L’Institut M. PLanck à Dresde vu par les BTS 1

Max Plankt  Institute

C’est un institut de recherche,  autrefois centre de stratégie militaire,  qui emploie environ  400 personnes, des « humains » et des  « scientifiques » (rires) . L’institut fut fondé en 1948 et compte 80 instituts en Allemagne, et 3 à Dresde. L’institut a récemment eu un prix Nobel en physique.

Le but est de comprendre les choses pour en faire des applications, notamment dans le domaine de la médecine.  Plus précisément,  la question pour les biologistes est de comprendre comment les cellules fonctionnent  pour former des tissus.

60% du personnel est  « non German » ceci voulant dire que l’institut est international et accueille des chercheurs (souvent de jeunes docteurs en science) du monde entier. L’institut vit de subsides publiques  (état allemand, union européenne …).  Le chercheur qui peut s’inscrire dans 1 programme de recherche vit de l’argent que son pays lui verse, l’institut Max Plankt assurant toute la logistique de sa recherche. Des centaines de jeunes chercheurs africains postulent chaque année pour intégrer le centre. Seuls quelques-uns sont pris.

L’anglais est la langue du centre que ce soit dans les bureaux, dans les labos où dans toute autre instance liée  au centre. On veut ainsi attirer les chercheurs du monde entier.

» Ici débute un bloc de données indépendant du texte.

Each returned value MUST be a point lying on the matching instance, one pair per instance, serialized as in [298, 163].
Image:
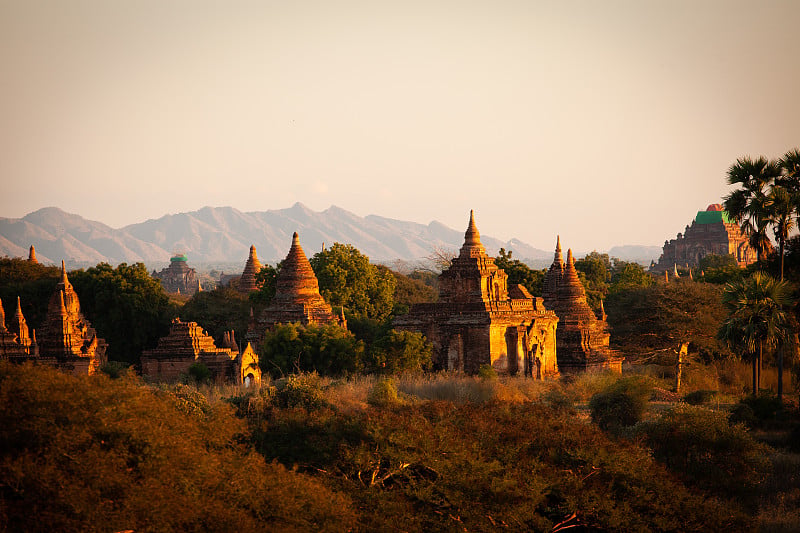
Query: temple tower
[582, 338]
[247, 283]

L’ambiance que l’on veut faire régner au centre est appelé « flat hierarchy ». On veut encourager la communication entre les départements en créant des groupes de recherche composés de membres issus des différents départements qui interagissent entre eux par des réunions mensuelles censées résoudre les problèmes.  L’implication des chercheurs est la règle. Ne pas se cantonner à son domaine ou à la résolution des problèmes posés dans son domaine, mais partager avec d’autres chercheurs la résolution des problèmes rencontrés. Les contrats  sont établis sur 5 ans, ce qui fait dire qu’on ne vieillit pas au centre, qu’il faut un jour partir et laisser la place à un autre jeune chercheur. Les chercheurs sont aussi flexibles et peuvent travailler chez eux. La vie de famille est préservée par l’installation de mini crèches dans le centre ou lors de colloques et autres conférences où les épouses/époux sont invités chaleureusement.

Toujours pour encourager la communication, l’architecture du centre favorise cet état d’esprit  avec notamment  l’installation d’une « market place » reliant les 2 grands blocs et où se prennent les cafés les «  beer sessions» et autres divertissements. Enfin, dans les labos qui peuvent désservir plusieurs départements, l’installation de plexiglass permet la discussion entre les chercheurs.

Les animaux étudiés ( mouche drosophile, C. elegans, zebra fish, souris ) sont intéressants s à étudier car ils se développent vite et partagent 70% de leurs gènes avec les humains.  Depuis plusieurs années, on étudie la division cellulaire chez le zebrafish, petit poisson d’origine indienne, dont la division cellulaire s’opère toute les 7 minutes. Les embryons sont étudiés en laboratoire à l’aide de techniques microscopiques, de nouveaux appareils optiques et de nouveaux logiciels. Ces poissons vivent dans 250 000 réservoirs qui furent mis en place par un chauffeur de taxi qui, un jour, a amené 1 homme dont la mission était de vérifier la conformité  de ces réservoirs. Cet homme a fait part de sa mission au chauffeur de taxi qui n’était autre qu’un passionné de cette espèce. C’est ainsi que ce chauffeur fut employé à la construction de ces réservoirs (rires).